Many nations are banking on e-government to help them eliminate budgetary shortfalls and facilitate easy interaction between government agencies, constituents and businesses. Australia, for instance, faces the elimination or merger of up to 70 public sector organizations, but may have an opportunity to both expand services and reduce expenditures through e-government initiatives. Other countries like South Korea already plan to invest billions in e-government to help Nigeria grow its ICT industry and promote development.
Forecasts, Singapore breach illustrate pitfalls of unsecured e-government
Needless to say, the expansion of e-government has associated cybersecurity risks. In a 2013 blog post, Rik Ferguson, security researcher at Trend Micro, looked back at the firm's groundbreaking "2020: The Series" Web video project and highlighted what could happen to e-government in the near future. A problematic scenario might entail citizens losing access to critical government services – many of which would have been digitized – after a cyberattack compromised their logins.
It's hypothetical, but not that farfetched. Singapore already has a substantial e-government accounts systems, SingPass, that provides 3.3 million users with access to more than 300 government services. In its short life to date, SingPass has already been breached and become the subject of intense debate over data security and privacy. Said security incident involved the compromise of 1,560 accounts that were then used to apply for work passes. The applications were canceled, and the Singaporean government has claimed that SingPass's integrity is intact.
Whether the system itself is flawed may be a moot point as long as its users don't adhere to best security practices. At least, that as the position of the government minister Yaacob Ibrahim, who highlighted the risks of malware and weak passwords to SingPass. Two-factor authentication is on its way, and citizens will soon have the option to create custom usernames that are theoretically stronger than their more easily-obtainable national identification numbers.
Such measures are good news for cybersecurity. Enterprise, whether they work alongside governments on digital projects or are exclusively in the private sector, can apply similar practices to mitigate risks to sensitive accounts and data as more of their services become Internet-facing.
Upholding data privacy and security as e-government expands
Another concern about e-government, and SingPass in particular, is how data collected from ubiquitous sensors is handled. With the rise of the Internet of Things, such issues are bound to enter into tomorrow's security and policy conversations about proper stewardship of "smart" systems.
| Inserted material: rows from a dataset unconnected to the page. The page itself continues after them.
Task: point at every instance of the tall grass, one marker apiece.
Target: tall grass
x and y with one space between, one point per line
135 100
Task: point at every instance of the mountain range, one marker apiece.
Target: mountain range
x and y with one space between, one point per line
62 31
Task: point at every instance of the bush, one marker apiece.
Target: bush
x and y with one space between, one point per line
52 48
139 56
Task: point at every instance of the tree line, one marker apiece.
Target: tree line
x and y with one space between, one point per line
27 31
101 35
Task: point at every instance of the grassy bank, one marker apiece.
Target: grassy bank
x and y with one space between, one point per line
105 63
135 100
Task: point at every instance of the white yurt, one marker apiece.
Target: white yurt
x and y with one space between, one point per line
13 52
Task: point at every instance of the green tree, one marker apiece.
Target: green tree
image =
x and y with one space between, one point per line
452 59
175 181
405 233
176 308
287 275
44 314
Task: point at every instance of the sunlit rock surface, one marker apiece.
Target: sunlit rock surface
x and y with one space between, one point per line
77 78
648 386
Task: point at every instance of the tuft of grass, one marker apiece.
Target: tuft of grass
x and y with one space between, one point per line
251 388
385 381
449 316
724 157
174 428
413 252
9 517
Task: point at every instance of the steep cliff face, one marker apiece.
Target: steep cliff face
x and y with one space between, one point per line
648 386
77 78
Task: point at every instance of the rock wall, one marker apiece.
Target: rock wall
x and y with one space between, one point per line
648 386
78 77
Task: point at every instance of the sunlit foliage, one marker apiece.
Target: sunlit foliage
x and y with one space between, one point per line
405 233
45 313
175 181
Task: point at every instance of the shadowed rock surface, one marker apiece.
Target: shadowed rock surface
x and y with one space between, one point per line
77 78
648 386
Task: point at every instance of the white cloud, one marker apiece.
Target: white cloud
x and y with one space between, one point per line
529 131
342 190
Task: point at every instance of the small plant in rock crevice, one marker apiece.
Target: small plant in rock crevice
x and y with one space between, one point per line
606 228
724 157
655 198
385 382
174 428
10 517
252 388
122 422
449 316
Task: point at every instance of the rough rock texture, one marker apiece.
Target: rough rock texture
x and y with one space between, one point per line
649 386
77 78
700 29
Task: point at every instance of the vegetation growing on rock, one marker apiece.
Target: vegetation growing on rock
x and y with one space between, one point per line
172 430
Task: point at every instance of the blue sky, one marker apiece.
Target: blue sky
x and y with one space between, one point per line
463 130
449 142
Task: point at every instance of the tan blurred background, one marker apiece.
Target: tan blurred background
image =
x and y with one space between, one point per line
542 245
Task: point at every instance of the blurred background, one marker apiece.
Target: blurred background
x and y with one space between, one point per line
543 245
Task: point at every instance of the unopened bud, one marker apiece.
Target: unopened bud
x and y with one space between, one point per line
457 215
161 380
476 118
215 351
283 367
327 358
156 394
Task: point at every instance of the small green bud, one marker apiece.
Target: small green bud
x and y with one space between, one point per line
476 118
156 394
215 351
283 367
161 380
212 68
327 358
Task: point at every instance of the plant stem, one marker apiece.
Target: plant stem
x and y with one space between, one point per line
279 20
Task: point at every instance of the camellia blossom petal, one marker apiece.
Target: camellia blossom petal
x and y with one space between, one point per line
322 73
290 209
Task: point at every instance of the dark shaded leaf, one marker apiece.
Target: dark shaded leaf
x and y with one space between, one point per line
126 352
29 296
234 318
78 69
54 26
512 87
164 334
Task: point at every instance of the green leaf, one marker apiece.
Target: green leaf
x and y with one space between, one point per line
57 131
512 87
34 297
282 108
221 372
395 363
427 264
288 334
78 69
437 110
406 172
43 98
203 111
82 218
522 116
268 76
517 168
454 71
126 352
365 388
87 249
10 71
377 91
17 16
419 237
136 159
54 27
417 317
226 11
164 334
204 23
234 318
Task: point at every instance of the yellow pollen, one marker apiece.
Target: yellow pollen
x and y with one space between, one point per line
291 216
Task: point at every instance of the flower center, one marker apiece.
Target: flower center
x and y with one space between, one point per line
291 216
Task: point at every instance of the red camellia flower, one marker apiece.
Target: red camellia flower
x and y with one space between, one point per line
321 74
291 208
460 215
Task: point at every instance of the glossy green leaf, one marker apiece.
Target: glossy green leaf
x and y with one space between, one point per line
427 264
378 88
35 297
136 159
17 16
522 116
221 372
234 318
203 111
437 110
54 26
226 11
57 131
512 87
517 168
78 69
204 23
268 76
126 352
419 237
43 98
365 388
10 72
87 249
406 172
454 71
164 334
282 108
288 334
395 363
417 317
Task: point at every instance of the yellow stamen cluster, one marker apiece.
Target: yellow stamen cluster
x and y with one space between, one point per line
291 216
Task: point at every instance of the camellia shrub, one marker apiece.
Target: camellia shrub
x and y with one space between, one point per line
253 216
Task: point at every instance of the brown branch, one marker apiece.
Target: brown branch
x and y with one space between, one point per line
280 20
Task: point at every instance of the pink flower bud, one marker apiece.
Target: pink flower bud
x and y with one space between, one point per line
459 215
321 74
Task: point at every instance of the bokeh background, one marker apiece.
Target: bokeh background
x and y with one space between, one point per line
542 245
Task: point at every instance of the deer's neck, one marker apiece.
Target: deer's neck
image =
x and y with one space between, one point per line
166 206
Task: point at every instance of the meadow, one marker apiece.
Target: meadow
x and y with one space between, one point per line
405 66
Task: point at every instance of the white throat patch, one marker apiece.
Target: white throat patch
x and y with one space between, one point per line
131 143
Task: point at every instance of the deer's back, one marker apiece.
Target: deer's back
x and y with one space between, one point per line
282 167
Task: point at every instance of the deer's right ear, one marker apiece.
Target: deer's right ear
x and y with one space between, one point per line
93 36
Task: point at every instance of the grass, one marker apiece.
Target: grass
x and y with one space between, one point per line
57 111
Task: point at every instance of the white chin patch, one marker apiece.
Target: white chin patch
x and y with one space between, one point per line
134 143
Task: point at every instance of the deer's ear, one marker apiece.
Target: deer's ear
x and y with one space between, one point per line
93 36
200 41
"The [Singaporean] government's smart nation trials involve private organizations that must comply with the data protection act, but also deal with data deemed to belong to the public sector since government agencies are also part of these trials," wrote Eileen Yu for ZDNet. "This mishmash of private and public creates many blurry lines in how sensor data should be managed."
Collaboration between public and private sector organizations will undoubtedly be vital to the success of e-government projects. Stakeholders will need not only clearly written policies governing data, but also guidance from the security community in being smart about authentication, encryption and IoT protection.